Robert Kepes of Morris & Morris LLP reports that the Federal Court of Appeal today dismissed the taxpayer’s appeal in Maréchaux v. The Queen, 2009 TCC 587, a case which I wrote about here. Apparently, the taxpayer’s counsel struggled valiantly, but the Court, after listening to him, took a 15-minute break and then rendered a decision from the bench without hearing from the Justice lawyer.
Robert says that the Court, in its oral reasons, found as follows (my comments are in square brackets):
- Benefits from third parties other than the donee-charity can vitiate a gift and no decided case says otherwise. [In fact, in Rickerd v. M.N.R., [1980] D.T.C. 1838, the Tax Review Board seemed to hold that a benefit need not flow from anyone for it to vitiate a gift.]
- The interest-free loan was a benefit, and it was provided in return for the purported gift.
- Providing the put option was also a benefit because the put allowed the donors to avoid liability under the loan by transferring the deposit and insurance policy to the lender.

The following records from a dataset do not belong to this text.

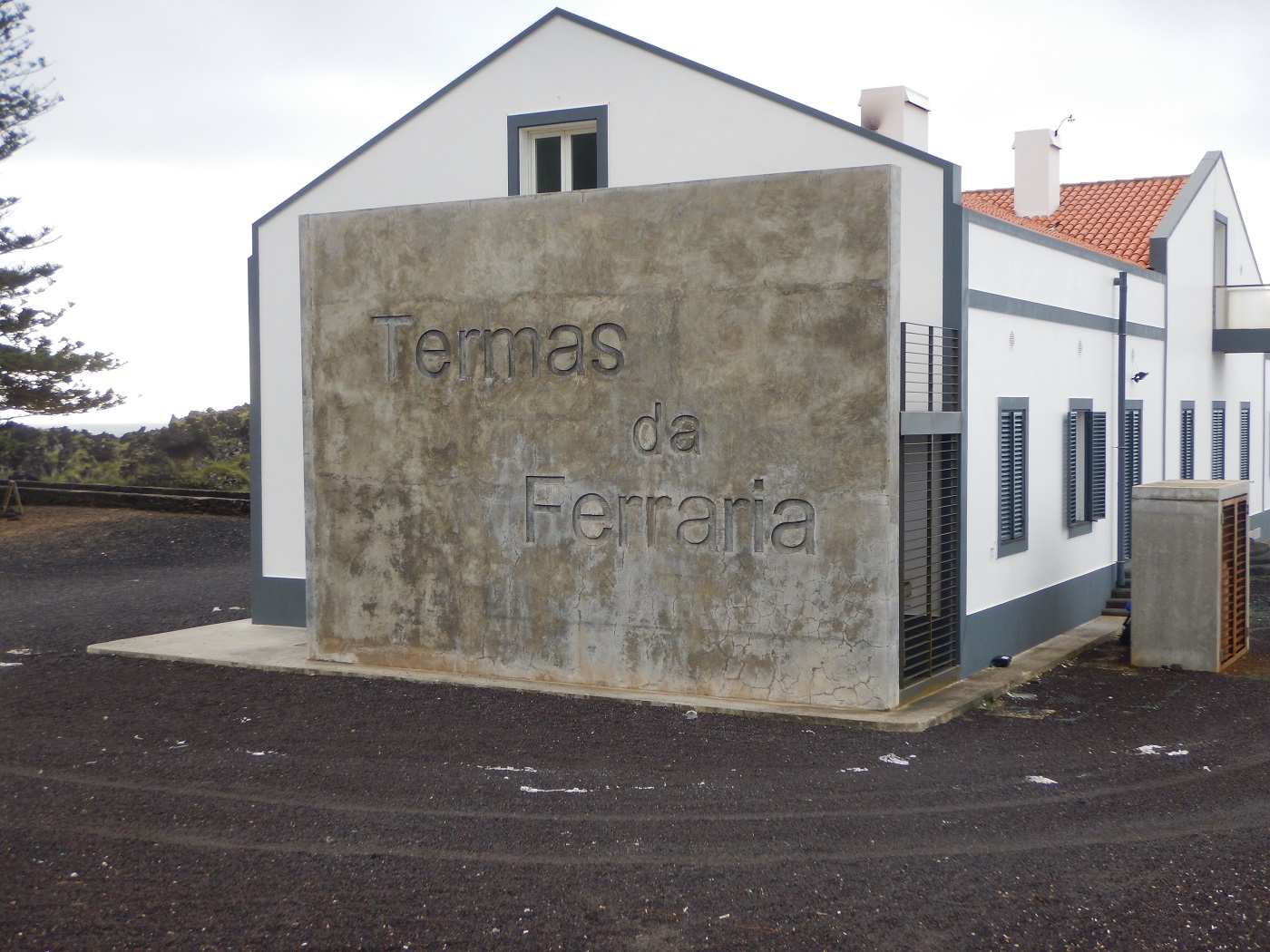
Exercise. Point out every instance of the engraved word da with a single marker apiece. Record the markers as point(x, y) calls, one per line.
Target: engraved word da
point(656, 520)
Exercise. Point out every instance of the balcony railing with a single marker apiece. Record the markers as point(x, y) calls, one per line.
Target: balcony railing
point(1241, 319)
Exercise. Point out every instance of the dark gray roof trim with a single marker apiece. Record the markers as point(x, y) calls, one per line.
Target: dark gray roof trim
point(1172, 218)
point(1064, 247)
point(639, 44)
point(1000, 304)
point(1177, 209)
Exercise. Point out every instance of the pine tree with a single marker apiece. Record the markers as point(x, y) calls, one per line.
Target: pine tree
point(37, 374)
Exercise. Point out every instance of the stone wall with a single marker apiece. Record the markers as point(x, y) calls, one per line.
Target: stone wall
point(639, 438)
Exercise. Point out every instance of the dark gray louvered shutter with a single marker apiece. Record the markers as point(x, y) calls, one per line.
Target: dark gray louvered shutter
point(1132, 476)
point(1098, 457)
point(1012, 475)
point(1245, 442)
point(1072, 476)
point(1187, 461)
point(1218, 442)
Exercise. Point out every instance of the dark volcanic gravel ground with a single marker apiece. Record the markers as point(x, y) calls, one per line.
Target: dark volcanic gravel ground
point(151, 805)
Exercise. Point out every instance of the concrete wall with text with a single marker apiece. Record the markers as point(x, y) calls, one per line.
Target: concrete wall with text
point(639, 438)
point(456, 149)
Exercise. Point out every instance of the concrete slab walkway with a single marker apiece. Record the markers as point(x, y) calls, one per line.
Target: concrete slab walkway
point(267, 647)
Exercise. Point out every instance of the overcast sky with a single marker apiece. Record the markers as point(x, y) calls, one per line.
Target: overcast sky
point(184, 121)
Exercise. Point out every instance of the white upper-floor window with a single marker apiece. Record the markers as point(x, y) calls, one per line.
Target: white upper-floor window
point(562, 150)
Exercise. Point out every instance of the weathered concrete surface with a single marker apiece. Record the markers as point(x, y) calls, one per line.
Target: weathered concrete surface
point(707, 351)
point(1177, 573)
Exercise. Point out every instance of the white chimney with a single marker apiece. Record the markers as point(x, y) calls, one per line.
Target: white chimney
point(895, 112)
point(1035, 173)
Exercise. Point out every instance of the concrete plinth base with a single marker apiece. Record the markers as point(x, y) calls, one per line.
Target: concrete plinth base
point(269, 647)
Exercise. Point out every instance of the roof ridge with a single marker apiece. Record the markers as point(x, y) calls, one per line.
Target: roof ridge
point(1075, 184)
point(1115, 216)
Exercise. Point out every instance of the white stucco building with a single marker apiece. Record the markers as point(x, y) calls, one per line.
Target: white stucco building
point(1075, 340)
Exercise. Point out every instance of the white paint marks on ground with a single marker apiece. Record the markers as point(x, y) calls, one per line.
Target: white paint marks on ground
point(1158, 749)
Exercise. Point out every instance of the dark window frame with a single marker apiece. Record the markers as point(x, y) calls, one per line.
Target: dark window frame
point(518, 124)
point(1011, 475)
point(1086, 461)
point(1218, 443)
point(1187, 442)
point(1245, 441)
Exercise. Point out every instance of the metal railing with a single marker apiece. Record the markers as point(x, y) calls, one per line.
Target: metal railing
point(931, 361)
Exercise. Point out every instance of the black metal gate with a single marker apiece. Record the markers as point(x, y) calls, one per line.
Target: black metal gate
point(930, 494)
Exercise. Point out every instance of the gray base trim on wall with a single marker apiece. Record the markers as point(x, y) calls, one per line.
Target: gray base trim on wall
point(1015, 626)
point(278, 602)
point(999, 304)
point(1260, 520)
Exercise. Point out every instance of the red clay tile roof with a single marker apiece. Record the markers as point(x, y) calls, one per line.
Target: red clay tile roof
point(1114, 218)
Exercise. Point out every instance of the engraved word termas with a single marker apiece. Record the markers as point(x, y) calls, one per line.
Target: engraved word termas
point(502, 353)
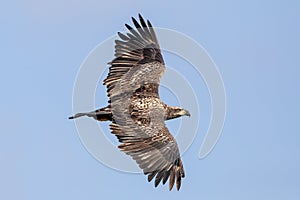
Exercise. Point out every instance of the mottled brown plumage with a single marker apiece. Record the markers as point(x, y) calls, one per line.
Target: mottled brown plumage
point(135, 109)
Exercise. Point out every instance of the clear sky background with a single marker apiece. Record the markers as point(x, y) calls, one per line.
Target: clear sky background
point(255, 45)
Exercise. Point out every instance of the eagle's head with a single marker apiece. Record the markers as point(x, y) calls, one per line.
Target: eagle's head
point(175, 112)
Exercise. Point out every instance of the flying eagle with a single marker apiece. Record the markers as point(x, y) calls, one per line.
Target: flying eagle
point(137, 114)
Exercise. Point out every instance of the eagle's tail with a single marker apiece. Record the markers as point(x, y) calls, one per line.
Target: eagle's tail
point(103, 114)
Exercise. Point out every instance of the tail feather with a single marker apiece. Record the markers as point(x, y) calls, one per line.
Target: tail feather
point(103, 114)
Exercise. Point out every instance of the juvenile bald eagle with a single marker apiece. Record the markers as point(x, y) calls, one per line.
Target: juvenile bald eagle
point(135, 109)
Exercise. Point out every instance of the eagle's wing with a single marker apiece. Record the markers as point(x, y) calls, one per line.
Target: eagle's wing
point(157, 155)
point(138, 46)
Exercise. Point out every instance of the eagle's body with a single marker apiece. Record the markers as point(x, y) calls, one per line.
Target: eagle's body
point(135, 109)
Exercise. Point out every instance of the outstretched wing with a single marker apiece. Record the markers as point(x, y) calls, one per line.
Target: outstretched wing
point(157, 155)
point(134, 77)
point(139, 46)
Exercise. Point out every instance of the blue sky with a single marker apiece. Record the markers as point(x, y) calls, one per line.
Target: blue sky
point(255, 45)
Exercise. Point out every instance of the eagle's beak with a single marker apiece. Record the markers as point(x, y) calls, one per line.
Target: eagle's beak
point(184, 112)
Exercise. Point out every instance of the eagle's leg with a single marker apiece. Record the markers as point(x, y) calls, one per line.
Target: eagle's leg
point(103, 114)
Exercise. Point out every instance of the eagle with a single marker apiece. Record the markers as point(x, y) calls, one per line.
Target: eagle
point(134, 107)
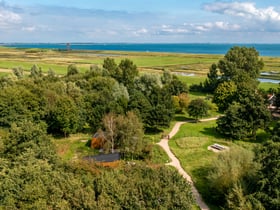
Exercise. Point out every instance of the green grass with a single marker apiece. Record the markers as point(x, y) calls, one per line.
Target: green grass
point(159, 156)
point(190, 146)
point(73, 147)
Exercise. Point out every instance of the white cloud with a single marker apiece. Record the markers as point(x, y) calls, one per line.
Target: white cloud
point(8, 18)
point(245, 10)
point(29, 28)
point(141, 31)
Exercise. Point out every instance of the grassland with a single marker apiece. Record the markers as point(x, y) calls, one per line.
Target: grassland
point(195, 64)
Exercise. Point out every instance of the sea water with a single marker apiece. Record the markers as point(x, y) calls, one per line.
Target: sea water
point(193, 48)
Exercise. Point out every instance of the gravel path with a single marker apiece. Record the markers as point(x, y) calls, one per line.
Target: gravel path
point(176, 163)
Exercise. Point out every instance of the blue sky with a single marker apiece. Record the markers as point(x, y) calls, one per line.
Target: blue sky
point(141, 21)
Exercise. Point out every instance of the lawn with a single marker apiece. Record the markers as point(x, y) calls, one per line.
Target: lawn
point(190, 146)
point(73, 147)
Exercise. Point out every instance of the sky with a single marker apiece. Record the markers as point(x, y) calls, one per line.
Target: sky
point(140, 21)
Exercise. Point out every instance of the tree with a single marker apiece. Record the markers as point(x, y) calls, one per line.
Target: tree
point(276, 132)
point(32, 177)
point(243, 119)
point(198, 108)
point(232, 124)
point(225, 94)
point(35, 72)
point(62, 115)
point(268, 188)
point(129, 72)
point(240, 59)
point(18, 103)
point(72, 69)
point(212, 81)
point(229, 171)
point(110, 65)
point(130, 134)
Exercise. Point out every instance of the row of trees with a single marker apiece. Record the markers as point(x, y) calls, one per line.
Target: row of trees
point(113, 99)
point(233, 83)
point(243, 179)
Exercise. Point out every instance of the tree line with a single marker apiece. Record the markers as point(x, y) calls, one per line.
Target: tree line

- The cash transferred to the charity was not a gift because it was part of a connected series of transactions. The donation of cash was made only because of the grant of the interest-free loan. [That is, the Federal Court of Appeal affirmed Justice Woods’ finding, at ¶49 of her decision, that the scheme represented “just one interconnected arrangement.” This reasoning also seems to be of a piece with the approach taken by the Tax Court to certain other charity schemes where the cash is treated as the price to be paid for entry into the scheme.]
- The verdict: 100% of the donation (cash and loan) was denied.